“Origami ne demek?” Karne hediyesi olan kitap origami yapma kitabıydı ve o ilk defa bu sanatı görmüştü. Kâğıttan uçak ya da gemi yapabiliyordu, ama kâğıttan turna kuşu ya da çiçek yapmak…
İlk sayfada ter alan turna kuşunu yapmaya çalıştı. Çapraz katla, kare yap, şunu yap, bunu yap! İyice canı sıkılmıştı. Kâğıdı bir tarafa fırlatıp attı. Kitabı da kapattı. Televizyon daha eğlenceliydi hiç olmazsa.
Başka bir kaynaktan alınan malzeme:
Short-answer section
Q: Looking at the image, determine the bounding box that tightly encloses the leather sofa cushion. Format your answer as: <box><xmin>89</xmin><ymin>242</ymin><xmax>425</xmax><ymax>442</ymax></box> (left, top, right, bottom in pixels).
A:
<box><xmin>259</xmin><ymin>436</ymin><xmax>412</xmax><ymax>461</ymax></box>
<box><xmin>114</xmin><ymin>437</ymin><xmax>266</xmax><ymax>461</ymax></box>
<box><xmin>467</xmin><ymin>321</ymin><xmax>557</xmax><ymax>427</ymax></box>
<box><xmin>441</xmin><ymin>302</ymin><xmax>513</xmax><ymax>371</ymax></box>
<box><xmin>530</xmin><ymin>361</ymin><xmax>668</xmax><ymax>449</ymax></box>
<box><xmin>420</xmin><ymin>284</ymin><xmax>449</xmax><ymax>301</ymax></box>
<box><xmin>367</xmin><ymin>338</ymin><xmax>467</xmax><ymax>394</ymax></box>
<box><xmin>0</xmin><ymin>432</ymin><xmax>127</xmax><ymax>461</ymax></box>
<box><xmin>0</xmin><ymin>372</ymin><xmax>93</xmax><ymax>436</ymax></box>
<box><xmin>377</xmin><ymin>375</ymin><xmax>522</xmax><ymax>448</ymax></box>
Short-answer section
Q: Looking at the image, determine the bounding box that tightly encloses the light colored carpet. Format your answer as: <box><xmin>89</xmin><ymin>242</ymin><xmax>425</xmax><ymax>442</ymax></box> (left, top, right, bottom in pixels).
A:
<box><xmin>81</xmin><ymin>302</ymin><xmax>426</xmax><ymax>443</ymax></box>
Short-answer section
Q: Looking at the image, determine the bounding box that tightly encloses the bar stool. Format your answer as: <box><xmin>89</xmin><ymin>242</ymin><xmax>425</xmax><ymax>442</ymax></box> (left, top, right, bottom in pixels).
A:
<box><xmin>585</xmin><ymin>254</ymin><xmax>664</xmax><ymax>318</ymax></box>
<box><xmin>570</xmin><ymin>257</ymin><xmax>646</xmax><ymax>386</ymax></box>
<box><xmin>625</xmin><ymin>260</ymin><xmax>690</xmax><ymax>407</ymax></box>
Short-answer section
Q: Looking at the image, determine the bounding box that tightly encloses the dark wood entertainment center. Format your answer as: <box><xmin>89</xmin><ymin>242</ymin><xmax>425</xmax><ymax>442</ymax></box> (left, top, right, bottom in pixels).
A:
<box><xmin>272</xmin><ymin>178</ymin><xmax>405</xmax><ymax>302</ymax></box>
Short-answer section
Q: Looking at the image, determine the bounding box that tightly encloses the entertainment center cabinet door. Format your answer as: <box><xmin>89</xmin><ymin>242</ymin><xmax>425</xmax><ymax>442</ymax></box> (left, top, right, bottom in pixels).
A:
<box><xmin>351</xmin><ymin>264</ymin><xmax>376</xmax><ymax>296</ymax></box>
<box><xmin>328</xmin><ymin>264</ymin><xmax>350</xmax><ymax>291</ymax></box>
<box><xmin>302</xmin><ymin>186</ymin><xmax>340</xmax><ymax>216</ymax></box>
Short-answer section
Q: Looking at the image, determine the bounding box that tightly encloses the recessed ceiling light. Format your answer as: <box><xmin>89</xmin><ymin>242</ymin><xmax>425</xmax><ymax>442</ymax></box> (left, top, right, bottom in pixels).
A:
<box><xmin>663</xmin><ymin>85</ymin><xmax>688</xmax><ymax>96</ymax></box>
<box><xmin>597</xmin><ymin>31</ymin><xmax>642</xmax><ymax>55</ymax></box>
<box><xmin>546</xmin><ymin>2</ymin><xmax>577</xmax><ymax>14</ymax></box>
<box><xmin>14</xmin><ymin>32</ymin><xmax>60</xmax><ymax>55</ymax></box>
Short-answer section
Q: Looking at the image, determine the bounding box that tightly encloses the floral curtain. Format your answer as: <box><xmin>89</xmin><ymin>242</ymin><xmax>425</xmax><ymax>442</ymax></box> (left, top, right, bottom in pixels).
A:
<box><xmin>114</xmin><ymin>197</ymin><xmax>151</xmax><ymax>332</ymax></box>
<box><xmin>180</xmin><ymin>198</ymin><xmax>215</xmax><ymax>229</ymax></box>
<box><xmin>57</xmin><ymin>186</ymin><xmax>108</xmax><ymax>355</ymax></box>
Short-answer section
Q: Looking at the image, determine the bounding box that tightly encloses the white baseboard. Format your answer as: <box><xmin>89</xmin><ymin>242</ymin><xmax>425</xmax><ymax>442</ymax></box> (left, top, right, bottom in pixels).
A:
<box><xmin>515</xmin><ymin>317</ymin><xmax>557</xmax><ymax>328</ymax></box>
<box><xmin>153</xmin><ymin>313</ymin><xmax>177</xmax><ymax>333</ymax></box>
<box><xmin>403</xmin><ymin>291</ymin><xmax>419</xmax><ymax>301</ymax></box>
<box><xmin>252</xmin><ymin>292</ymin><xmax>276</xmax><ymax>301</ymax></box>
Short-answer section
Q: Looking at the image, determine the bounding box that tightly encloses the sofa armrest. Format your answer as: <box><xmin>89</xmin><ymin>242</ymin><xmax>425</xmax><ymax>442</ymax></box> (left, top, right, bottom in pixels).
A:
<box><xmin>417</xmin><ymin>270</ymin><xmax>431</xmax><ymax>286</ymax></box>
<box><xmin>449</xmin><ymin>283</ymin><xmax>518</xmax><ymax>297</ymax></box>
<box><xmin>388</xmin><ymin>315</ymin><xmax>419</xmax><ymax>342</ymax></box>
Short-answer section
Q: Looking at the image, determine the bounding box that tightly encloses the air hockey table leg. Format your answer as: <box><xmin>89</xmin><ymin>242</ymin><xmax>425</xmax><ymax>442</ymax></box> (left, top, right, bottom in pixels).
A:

Bunu yapmıyordu ve daha sıkılıyordu.
Dedesi televizyonu üfleye püfleye izlediğini görünce ilk önce origami kitabını aldı, sonra koltuğuna oturdu ve anlatmaya başladı: “Hiroşima’ya atılan atom bombasının ardından etkilenen ve kanser olan bir çocuk hastanede yatarken bin tane bu kuştan yaparsa iyileşeceğini söylemişler.” Televizyonun sesi kısılmıştı. “Çocuk kuşları yapmaya çalışırken altı yüz kadar yapabilmiş ” Televizyonu kapatıp, dedesinin yanına gelmişti. “Hepsini yapamamış yani dede öyle mi?”
“Evet, ama bu hikâyeyi duyan birçok çocuk farklı ülkelerden Japonya’ya bu kuşlardan göndermiş. Bu kuş Japonlar için çok değerli yani.”
Bunu duyunca o çocuk için yapmak istedi ve kâğıdını alarak tekrar denedi. Bu defa olmuştu. Origami, aslında yaptığını görünce hiç de sıkıcı değildi.